By Uzair Arshad , Senior Civil and Structural Engineer

Last updated: April 20, 2026

Calculate how many bricks you need for a wall, veneer, or house exterior. Enter your wall dimensions and brick size below to get an accurate brick quantity estimate, pallet count, and material cost.

How to use this calculator

This brick calculator helps you estimate how many bricks to order for a wall, plus mortar bags, pallets, and material budget. Use it as a brick quantity calculator for any wall project, from a single accent wall to a full house exterior.

  1. Measure wall length and wall height in feet. Multiply those numbers to verify your gross wall area. Example: a 30 ft by 8 ft wall equals 240 sq ft.
  2. Measure windows and doors that interrupt the wall, then add their areas and enter that value in the openings field. A 3 by 5 ft window is 15 sq ft, and a 3 by 7 ft door is 21 sq ft.
  3. Enter brick dimensions. For common US modular face brick, use 7.625 in length, 2.25 in height, and 3.625 in width. Keep these values tied to the actual product submittal sheet from your supplier.
  4. Set mortar joint thickness. Use 3/8 in for most running bond work. If your mason is planning 1/2 in joints for a specific profile, enter 0.5 so your brick count and course count stay realistic.
  5. Set waste factor. Use 5% for simple straight walls, 10% for walls with returns and many cuts, and 12% when you need color sorting across many pallets.
  6. Click "Calculate bricks" to get total brick quantity, coverage rate, pallets to order, mortar volume, mortar bags, and a 2026 material cost range.

Pro tip: Confirm pallet quantity before final purchase. Many suppliers sell "about 500" bricks per pallet, but project-specific products can ship closer to 400 or 534. That single detail changes trucking, forklift time, and staging space on site.

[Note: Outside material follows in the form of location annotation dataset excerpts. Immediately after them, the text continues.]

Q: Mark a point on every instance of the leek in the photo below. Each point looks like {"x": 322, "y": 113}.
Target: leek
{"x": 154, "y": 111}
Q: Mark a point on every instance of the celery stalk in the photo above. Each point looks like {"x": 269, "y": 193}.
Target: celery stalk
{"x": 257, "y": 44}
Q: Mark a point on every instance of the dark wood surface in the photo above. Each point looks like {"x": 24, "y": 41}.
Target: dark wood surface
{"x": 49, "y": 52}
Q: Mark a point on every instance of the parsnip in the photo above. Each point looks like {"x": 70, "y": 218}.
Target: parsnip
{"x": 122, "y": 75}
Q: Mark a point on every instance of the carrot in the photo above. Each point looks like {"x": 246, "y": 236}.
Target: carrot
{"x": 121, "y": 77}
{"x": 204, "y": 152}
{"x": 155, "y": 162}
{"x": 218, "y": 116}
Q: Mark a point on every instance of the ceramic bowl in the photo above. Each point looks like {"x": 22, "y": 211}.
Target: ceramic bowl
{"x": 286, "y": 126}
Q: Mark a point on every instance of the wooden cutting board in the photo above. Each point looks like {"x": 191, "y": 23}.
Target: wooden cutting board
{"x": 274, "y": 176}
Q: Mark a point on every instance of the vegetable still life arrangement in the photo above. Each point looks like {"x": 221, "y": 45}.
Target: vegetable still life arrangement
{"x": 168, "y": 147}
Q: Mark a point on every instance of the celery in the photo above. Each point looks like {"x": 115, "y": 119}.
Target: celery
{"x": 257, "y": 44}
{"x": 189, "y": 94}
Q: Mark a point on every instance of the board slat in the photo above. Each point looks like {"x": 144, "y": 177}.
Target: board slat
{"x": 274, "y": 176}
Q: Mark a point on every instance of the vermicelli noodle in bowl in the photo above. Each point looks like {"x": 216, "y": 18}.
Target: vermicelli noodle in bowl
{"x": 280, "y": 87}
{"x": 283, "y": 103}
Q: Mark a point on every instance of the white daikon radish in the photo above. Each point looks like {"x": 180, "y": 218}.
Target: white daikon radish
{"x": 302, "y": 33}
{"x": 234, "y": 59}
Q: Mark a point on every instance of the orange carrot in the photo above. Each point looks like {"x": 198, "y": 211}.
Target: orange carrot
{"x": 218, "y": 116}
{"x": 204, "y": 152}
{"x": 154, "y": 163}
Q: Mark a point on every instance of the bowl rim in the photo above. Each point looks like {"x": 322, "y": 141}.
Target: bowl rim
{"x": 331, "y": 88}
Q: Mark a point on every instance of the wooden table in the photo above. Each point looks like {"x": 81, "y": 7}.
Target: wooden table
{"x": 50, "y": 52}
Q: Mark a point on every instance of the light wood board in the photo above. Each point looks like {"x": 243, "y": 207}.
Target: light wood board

Assumptions and limitations

This brick estimator assumes a single-wythe wall in running bond pattern. Results may vary for double-wythe walls, soldier courses, stacked bond, or herringbone patterns. The mortar estimate uses volumetric difference between module and brick solids, which tracks well for standard joints but can overestimate on thick-bed applications. Always confirm final quantities with your mason or supplier before placing the order.

Common US brick sizes and coverage

Coverage shifts with brick profile and joint thickness. Use this table for quick brickwork calculation before entering custom values. All numbers below assume 3/8 inch mortar joints and running bond pattern.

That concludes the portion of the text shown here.